My Record Collection 7

Saturday 10th March

Joan Armatrading 2   Her second album was Back To The Night.  I find this a slightly unsatisfactory record: it was recorded mostly with a handful of session players, who I don’t think were really attuned to Joan’s songs. Or it may have been the other way round, and Joan wasn’t really ready to work with these new people.  She is reputed to have argued with her record producer that she didn’t even want to sing on the record at all, that she just wanted to write the songs and play guitar or piano.  Whatever the reason it doesn’t quite work despite having the splendid song “Cool Blue Stole My Heart” on it.  I was, at this time – the mid-seventies – an avid recorder of live concerts on BBC radio, and live she sings this and a few other songs from this record far better and with far more feeling ‘live’ than on the studio versions.  Maybe she was just having difficulty working with other players, which, when she went on tour with her own hand-picked band, was not a problem.  Having seen her myself a couple of times live, her songs take on a special resonance live.  And yet she has been quite reluctant to release live albums until this Century, when maybe her slowing down of new material has prompted her to put out, but even here, only a couple, of live records.

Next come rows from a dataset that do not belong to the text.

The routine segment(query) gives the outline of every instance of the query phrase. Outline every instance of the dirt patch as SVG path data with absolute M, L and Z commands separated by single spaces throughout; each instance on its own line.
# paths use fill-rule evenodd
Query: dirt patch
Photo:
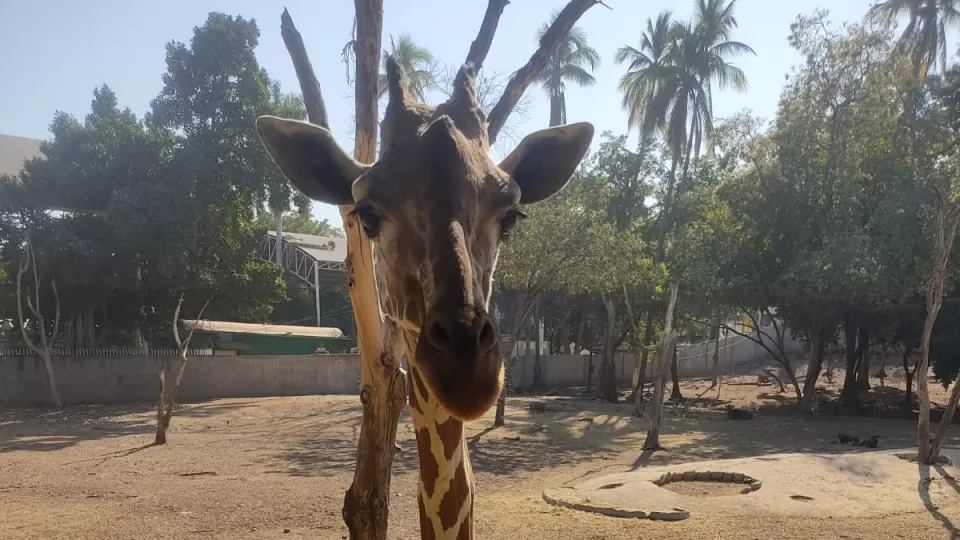
M 671 482 L 663 489 L 668 489 L 678 495 L 688 497 L 726 497 L 740 495 L 743 486 L 724 482 Z
M 641 450 L 646 420 L 632 416 L 632 404 L 600 404 L 573 392 L 511 398 L 506 428 L 491 429 L 491 411 L 466 429 L 476 473 L 476 536 L 696 540 L 802 534 L 831 540 L 841 535 L 924 540 L 949 538 L 948 527 L 960 524 L 960 507 L 869 519 L 700 515 L 657 522 L 544 502 L 545 487 L 645 467 L 779 452 L 867 451 L 831 445 L 841 432 L 880 435 L 886 448 L 915 444 L 912 419 L 803 417 L 761 410 L 751 422 L 732 422 L 723 409 L 727 402 L 747 408 L 780 405 L 773 398 L 758 399 L 761 390 L 755 382 L 733 383 L 724 381 L 719 400 L 668 406 L 661 431 L 666 450 L 654 453 Z M 692 398 L 708 386 L 684 382 L 682 390 Z M 945 395 L 937 394 L 939 385 L 930 389 L 934 400 L 945 402 L 938 397 Z M 546 411 L 531 414 L 532 401 L 546 403 Z M 790 401 L 784 394 L 783 403 Z M 49 412 L 0 411 L 3 540 L 341 540 L 347 535 L 340 509 L 353 477 L 361 414 L 356 396 L 186 404 L 174 415 L 165 447 L 149 446 L 156 414 L 150 404 L 72 407 L 43 416 Z M 591 421 L 578 420 L 582 418 Z M 538 424 L 546 429 L 535 430 Z M 953 429 L 951 444 L 960 444 L 960 430 Z M 397 441 L 403 451 L 394 463 L 388 537 L 418 538 L 417 460 L 406 413 Z

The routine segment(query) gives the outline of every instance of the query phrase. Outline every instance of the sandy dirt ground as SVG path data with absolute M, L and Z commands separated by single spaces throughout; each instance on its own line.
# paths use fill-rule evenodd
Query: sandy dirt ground
M 836 416 L 827 402 L 820 415 L 803 417 L 791 410 L 788 394 L 754 381 L 727 381 L 719 400 L 694 400 L 708 383 L 685 382 L 685 404 L 668 406 L 665 413 L 667 449 L 655 453 L 640 450 L 646 421 L 631 415 L 631 405 L 600 404 L 575 392 L 512 398 L 507 428 L 489 429 L 492 417 L 487 417 L 467 429 L 478 486 L 477 537 L 960 538 L 960 508 L 880 519 L 712 515 L 664 523 L 543 502 L 544 488 L 635 467 L 779 452 L 869 451 L 831 444 L 839 433 L 880 436 L 881 448 L 915 445 L 910 419 Z M 897 384 L 887 380 L 888 387 Z M 931 389 L 935 402 L 946 401 L 940 386 Z M 827 385 L 824 400 L 836 390 Z M 876 397 L 880 403 L 902 400 L 895 387 L 869 396 Z M 530 413 L 531 401 L 545 402 L 547 412 Z M 728 420 L 723 413 L 728 403 L 752 407 L 757 415 Z M 175 414 L 164 447 L 149 446 L 153 419 L 146 404 L 0 410 L 0 539 L 346 538 L 340 508 L 353 474 L 356 397 L 188 404 Z M 398 440 L 403 451 L 394 466 L 390 538 L 415 539 L 417 463 L 406 413 Z M 960 444 L 960 428 L 953 428 L 950 443 Z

Her third album was simply titled Joan Armatrading, rather strange for a third album.  But this was indeed a re-launch.  Glynn Johns was her new producer, and he seems to have worked brilliantly with her.  This is THE early Joan album to get, almost every song is exceptional, and her voice is so sensual and lazy, wrapping itself around the words, caressing them.   The album opens with a bluesy “Down to Zero” and closes with “Tall in The Saddle” and there isn’t a poor song between these two classics.  I think that “Love and Affection” is just possibly the most accurate love song ever written, it is just exquisite.  I also love “Water With The Wine” and “Somebody Who Loves You”.  I don’t think Joan’s singing has ever been better than on this record, bluesy and gentle and yet strong and determined, even in the same song.  Like all the greatest singers, she is not only note perfect but manages to get so much emotion into her singing – and is instantly recognisable.  They had a programme on telly once where they tried to get ‘Pop’ singers to sing opera, and vice versa.  Of course, it didn’t work, but the most ridiculous were those perfect opera singers completely ruining rock and pop songs.  There is something about the immediacy of this music that just hits the right nerves in our brains.  This record is so good I have just listened to it three times in a row – and it sounds just as fresh and relevant each time.